More than 60 COVID-19-related charges have been laid in the Sarnia area since the start of the pandemic.
While more than 60 COVID-related charges have been laid in the Sarnia area since the start of the pandemic, according to the latest numbers from city police, bylaw enforcement and Lambton public health, the number of complaints has plummeted in recent weeks.
Complaints were still trickling in on occasion, Michael Gorgey, the health unit’s health promotion manager with the health unit, said late last week, but had slowed as the Ontario government began relaxing most pandemic-related restrictions.
“Obviously our complaint level is way down,” Gorgey said just before Ontario’s mask mandate ended on March 21. “We’re days away from most of these – almost all – restrictions being gone, so at this point we’re just kind of live and let live.”
Sarnia police laid 46 charges under the Reopening Ontario Act in 2020 and 2021, Const. Giovanni Sottosanti said.
Most were for allegedly breaking gathering restrictions, he said, and were issued by officers and cadet recruits working with city bylaw.

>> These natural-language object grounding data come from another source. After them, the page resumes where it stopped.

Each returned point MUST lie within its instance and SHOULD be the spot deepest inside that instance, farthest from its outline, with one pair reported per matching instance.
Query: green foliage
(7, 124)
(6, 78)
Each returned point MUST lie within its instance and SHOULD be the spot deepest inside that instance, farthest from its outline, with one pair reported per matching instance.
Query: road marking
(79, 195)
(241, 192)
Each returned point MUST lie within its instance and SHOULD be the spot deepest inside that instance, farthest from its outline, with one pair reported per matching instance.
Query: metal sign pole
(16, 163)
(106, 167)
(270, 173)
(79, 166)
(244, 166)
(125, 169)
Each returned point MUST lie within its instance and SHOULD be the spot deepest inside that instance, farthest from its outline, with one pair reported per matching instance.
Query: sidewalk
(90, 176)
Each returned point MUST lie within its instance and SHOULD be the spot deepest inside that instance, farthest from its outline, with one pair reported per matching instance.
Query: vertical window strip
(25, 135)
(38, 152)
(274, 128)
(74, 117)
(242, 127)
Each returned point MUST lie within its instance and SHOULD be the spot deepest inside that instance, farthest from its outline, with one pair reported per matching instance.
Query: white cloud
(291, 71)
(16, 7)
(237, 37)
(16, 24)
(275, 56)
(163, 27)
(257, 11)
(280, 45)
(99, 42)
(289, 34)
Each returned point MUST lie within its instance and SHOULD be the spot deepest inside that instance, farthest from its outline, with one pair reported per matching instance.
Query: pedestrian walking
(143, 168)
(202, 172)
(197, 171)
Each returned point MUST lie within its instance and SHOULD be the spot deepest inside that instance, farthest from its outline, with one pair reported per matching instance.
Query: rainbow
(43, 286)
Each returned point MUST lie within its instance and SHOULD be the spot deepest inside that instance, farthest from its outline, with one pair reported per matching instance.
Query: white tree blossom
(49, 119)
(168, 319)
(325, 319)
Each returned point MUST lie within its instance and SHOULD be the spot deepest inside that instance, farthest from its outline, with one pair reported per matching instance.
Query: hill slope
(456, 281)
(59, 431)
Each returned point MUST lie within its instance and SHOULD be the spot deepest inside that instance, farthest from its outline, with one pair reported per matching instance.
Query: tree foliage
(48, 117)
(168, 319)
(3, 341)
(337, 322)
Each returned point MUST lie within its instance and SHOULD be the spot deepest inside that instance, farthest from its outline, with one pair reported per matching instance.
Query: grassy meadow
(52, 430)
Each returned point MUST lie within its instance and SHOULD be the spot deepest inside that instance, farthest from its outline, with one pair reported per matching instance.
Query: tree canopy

Another two charges were laid under federal legislation for people allegedly violating quarantine rules, Sottosanti said. In total, Sarnia officers responded to 244 calls pertaining to COVID-19 in 2020 and 2021.
“The first year, 2020, was the most active year because we were still trying to get our bearings around what was going on and what we needed to do and who was going to do what,” he said.
After the Sarnia department worked with the local health unit and the Ministry of Labor to clarify enforcement duties, the initial focus for police was on education since many people didn’t fully understand the rules.
“A lot of times when we did lay the charges, it was flagrant or we’d already been there,” Sottosanti said.
Sarnia’s bylaw department laid a total of 16 charges, a figure that hasn’t changed since January, bylaw services manager Adam MacDonald said earlier this month.
None had yet gone to court as of March 10, he said.
“That’s how backlogged they are.”
Some of the bylaw-issued charges were for alleged gathering-limit infractions earlier in the pandemic, but most were handed to businesses allegedly violating reopening regulations, he said.
“It was all based on what stemmed at that point in time,” said MacDonald, noting that public-health rules and provincial restrictions had changed multiple times over the two years.
Bylaw officers also tried to educate offenders first before issuing charges, he said.
“If it was multiple complaints, you might get to the point where you issue a formal warning,” he said. “Once you got past that formal warning stage, if we received complaints based on the same thing again, then that would potentially lead to fines.”
The relaxation of provincial restrictions in recent weeks has led to far fewer complaints, he said.
“I don’t think we’ve taken an actual complaint in probably close to a month and a half,” he said earlier in March.
The most recent report from Sarnia’s primary control group said 2,385 complaints and inquiries had been received as of March 8.
Sarnia’s state of emergency related to the COVID-19 pandemic was ended March 4, nearly two years after it was declared on March 18, 2020.
The health unit never laid any charges under the Reopening Ontario Act but had addressed more than 660 complaints since January 2021, Gorgey said.
Numbers for 2020 weren’t available, he noted, because that information wasn’t tracked as well.
Lambton public health reported one more COVID-related death as of Monday, bringing the local death toll to 132.
Bluewater Health was reporting a total of 104 COVID-related deaths, including people hospitalized from outside Lambton, since the pandemic began.
Fewer than five people were reported in hospital Tuesday with confirmed COVID-19.